Literacy in the Information Age is a complex and constantly changing objective which can be hard to measure, and it can be even harder to convey to future employers, even though it is an absolutely critical skill set and is necessary to function in society and the workforce (Marquis, 2011). Implementing a system which begins to track, evaluate, and acknowledge these emerging literacies is an important step for showcasing these very important skills, but also for beginning to quantify them so that educators and employers can articulate their expectations about the real literacy skills that students should be developing in school.

Further Reading
These are just a few of the 30 winners of the Badges for Lifelong Learning competition and represent only the Project Awards. Additional winners were announced for their work in proposing larger-scale digital badge platforms, such as Moodle as Issuer, Mahara as Displayer, and for the Teacher Mastery & Feedback Competition, which contained entries, such as Who Built America? Badges for Teaching Disciplinary Literacy in History.
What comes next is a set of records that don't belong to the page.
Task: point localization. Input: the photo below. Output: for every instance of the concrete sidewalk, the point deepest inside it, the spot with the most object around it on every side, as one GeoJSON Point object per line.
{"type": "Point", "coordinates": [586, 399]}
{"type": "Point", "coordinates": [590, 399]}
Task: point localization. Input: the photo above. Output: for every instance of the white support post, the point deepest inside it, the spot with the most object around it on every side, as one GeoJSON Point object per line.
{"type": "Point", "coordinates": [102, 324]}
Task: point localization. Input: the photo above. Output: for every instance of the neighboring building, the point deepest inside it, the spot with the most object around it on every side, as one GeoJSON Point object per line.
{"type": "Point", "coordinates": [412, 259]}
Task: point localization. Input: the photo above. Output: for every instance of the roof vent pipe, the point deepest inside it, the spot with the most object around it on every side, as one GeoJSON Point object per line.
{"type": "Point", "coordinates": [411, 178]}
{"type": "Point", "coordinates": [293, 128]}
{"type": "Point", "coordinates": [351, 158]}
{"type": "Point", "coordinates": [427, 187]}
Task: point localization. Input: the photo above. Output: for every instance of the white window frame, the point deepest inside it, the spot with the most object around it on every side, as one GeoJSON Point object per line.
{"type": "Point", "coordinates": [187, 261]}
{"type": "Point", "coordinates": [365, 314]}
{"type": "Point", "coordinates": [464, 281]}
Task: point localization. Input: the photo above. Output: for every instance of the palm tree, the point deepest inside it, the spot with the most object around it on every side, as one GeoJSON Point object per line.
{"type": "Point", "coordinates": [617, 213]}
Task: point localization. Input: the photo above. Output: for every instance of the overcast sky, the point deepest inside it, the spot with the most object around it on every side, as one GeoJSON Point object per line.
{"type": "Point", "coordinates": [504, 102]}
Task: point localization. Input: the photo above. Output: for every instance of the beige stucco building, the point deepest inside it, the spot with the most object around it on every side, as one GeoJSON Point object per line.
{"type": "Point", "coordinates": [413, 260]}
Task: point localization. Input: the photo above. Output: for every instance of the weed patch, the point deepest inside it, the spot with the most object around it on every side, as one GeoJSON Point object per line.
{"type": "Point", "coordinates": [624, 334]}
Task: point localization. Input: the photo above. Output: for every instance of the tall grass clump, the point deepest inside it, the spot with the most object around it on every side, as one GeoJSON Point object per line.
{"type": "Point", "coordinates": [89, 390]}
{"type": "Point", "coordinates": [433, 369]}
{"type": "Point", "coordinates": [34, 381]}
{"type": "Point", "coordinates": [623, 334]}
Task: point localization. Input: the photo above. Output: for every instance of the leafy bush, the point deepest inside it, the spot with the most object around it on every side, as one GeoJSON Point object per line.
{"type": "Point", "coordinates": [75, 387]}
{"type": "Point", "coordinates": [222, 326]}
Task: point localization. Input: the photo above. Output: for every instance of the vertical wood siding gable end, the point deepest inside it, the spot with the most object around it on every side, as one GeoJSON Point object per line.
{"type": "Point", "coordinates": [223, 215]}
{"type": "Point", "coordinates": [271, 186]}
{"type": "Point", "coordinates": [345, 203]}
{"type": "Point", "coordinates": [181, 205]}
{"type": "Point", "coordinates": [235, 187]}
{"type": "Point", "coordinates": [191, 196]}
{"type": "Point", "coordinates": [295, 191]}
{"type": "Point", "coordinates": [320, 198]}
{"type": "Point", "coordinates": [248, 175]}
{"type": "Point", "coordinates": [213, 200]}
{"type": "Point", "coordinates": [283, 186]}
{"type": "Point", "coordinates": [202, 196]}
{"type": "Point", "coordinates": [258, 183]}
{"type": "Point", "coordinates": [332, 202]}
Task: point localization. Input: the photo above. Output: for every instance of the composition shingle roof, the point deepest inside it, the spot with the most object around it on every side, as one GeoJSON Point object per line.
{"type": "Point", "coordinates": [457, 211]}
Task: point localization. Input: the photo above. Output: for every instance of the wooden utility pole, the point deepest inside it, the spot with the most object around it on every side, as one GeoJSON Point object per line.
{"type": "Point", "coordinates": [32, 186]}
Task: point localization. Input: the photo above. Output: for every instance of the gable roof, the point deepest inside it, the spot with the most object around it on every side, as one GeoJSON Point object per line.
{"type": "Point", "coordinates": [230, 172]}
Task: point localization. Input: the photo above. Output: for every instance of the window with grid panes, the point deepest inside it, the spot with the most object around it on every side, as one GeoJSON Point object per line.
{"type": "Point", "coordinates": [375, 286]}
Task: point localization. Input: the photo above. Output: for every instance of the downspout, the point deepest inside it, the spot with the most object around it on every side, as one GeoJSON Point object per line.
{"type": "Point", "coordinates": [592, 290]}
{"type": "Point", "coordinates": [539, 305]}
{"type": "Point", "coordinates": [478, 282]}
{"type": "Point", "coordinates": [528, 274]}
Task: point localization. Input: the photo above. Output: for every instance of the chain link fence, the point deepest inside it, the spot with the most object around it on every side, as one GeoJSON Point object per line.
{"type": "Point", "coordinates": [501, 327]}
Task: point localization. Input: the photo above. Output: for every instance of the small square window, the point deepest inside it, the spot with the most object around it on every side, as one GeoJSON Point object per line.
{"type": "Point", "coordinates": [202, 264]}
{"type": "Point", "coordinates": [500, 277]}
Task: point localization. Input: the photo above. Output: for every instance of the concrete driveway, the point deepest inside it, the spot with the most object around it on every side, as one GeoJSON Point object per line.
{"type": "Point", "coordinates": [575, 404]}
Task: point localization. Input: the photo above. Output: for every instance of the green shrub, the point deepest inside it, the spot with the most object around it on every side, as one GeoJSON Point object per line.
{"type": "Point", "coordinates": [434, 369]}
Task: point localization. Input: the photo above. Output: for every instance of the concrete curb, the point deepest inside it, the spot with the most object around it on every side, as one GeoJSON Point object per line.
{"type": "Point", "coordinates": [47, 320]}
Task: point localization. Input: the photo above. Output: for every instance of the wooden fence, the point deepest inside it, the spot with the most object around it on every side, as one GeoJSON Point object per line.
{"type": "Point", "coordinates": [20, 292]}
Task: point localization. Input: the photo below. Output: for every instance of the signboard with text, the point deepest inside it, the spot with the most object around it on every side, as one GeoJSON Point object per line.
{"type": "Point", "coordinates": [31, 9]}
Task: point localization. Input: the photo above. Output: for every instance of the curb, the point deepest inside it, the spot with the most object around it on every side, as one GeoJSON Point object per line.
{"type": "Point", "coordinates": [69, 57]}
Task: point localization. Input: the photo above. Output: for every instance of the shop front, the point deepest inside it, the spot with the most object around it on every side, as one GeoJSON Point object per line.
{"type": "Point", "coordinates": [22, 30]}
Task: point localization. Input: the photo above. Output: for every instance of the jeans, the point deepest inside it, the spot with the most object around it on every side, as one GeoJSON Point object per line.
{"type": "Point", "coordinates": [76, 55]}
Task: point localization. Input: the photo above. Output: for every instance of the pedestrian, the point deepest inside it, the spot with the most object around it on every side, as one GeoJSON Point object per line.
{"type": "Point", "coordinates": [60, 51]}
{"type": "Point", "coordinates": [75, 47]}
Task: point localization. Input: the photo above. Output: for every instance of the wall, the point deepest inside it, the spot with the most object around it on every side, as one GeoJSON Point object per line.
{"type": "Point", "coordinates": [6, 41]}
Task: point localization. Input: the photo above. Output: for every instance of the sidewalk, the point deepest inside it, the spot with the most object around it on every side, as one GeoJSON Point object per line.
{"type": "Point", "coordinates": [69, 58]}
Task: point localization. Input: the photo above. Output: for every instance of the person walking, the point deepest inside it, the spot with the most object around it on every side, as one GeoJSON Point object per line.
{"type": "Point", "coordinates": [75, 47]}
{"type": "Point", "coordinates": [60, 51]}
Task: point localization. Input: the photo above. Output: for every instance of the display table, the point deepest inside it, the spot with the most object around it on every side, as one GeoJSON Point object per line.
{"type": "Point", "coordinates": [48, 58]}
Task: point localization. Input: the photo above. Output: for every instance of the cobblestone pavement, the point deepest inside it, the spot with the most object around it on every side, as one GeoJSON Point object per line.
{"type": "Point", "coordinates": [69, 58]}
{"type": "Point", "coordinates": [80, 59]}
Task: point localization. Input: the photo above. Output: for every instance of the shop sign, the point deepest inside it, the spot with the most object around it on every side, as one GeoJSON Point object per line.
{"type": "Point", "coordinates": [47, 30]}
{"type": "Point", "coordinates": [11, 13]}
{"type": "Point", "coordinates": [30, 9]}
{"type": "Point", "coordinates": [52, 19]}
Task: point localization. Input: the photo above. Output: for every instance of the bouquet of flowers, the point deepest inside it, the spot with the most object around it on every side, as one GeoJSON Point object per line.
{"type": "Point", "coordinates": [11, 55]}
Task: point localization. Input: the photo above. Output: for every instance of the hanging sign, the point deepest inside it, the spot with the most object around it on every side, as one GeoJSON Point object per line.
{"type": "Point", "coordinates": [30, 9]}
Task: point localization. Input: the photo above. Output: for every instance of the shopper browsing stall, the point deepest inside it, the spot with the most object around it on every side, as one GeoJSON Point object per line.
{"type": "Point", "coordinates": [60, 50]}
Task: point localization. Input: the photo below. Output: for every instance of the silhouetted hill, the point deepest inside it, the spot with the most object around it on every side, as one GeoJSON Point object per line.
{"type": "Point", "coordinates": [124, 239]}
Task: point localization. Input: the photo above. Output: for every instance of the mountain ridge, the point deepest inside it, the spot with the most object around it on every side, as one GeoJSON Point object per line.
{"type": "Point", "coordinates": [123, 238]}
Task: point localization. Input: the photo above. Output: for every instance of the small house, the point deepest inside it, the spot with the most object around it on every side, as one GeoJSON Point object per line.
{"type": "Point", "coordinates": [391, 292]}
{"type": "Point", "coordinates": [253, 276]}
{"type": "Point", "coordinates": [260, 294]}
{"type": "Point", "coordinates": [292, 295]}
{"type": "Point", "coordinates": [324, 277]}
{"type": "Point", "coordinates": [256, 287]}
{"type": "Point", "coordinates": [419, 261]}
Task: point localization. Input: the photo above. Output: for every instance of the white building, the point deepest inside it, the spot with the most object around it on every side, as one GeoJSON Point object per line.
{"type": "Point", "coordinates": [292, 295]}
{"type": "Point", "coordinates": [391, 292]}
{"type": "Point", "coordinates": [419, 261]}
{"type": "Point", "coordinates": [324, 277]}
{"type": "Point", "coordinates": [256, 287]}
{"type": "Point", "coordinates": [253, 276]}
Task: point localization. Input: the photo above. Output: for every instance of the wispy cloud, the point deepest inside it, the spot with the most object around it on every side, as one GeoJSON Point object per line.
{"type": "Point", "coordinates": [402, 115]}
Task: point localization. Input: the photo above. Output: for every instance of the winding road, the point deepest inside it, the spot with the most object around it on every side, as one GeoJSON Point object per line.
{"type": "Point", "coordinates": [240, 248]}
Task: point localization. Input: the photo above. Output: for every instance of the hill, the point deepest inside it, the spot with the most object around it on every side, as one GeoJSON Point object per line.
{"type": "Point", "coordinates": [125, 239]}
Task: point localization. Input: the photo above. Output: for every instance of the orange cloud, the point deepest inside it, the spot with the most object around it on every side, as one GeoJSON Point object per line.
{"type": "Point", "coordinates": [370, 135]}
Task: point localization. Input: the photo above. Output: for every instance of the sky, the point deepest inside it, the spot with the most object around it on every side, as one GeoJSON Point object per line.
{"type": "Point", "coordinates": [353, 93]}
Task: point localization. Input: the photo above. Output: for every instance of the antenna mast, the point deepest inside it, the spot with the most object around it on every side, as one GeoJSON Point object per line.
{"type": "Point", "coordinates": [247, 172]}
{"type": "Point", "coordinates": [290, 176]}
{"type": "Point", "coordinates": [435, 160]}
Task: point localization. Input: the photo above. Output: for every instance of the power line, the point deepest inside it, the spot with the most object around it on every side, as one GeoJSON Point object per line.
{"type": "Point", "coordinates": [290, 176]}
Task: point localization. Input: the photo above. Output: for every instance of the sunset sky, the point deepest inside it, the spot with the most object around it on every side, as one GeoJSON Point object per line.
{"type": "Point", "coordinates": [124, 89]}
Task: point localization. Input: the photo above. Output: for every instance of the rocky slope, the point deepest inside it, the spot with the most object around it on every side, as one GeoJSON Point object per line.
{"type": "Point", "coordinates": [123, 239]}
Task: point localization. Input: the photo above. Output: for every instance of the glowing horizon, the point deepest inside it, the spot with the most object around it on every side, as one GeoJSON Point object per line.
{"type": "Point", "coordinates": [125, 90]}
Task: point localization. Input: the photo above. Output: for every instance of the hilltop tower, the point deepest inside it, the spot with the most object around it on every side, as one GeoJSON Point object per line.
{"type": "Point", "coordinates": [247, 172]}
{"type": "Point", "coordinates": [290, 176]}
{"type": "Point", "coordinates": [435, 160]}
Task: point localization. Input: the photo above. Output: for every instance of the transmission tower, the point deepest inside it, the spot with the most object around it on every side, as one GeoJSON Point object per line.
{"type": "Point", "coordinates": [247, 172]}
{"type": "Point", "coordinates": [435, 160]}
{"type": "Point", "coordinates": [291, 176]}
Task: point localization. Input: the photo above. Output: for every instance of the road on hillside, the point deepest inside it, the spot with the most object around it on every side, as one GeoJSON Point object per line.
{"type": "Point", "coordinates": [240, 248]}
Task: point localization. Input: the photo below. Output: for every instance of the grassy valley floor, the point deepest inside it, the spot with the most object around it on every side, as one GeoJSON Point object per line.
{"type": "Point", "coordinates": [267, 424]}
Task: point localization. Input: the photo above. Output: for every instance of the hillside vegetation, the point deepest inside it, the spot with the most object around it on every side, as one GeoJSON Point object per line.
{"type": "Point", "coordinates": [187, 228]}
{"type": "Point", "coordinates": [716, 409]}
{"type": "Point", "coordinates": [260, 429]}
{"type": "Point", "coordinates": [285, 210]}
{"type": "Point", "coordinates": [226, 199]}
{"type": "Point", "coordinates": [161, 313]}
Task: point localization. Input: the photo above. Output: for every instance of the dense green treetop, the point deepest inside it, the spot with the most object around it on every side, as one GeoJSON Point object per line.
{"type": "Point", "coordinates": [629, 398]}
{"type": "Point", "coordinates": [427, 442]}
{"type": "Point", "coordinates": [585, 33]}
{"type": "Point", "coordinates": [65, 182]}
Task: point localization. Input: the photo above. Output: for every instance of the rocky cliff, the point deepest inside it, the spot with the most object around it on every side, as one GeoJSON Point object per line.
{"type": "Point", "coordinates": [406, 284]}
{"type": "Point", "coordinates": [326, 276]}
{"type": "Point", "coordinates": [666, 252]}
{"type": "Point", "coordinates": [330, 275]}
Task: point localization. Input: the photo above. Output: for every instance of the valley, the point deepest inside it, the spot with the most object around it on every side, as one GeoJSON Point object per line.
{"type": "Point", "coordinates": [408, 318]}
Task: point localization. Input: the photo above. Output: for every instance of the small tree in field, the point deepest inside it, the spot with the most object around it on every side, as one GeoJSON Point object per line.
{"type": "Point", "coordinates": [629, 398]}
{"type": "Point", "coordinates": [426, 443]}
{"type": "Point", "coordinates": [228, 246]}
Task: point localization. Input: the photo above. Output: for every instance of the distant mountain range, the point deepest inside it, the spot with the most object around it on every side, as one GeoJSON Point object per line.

There are many more to explore on the DML4 site and they are all worthy efforts to acknowledging informal learning. How successful these individual projects are remains to be seen. But if any or all of them take off and effectively utilize the Mozilla framework for displaying and sharing them, the concept should gain acceptance in the business world and may force acceptance by higher education. How the badges systems integrate with accreditation and higher education are critical issues still to be resolved, but maybe a happy balance can be reached that allows digital badges to become a significant contributing factor to future educational innovation and to reducing the financial burden of college.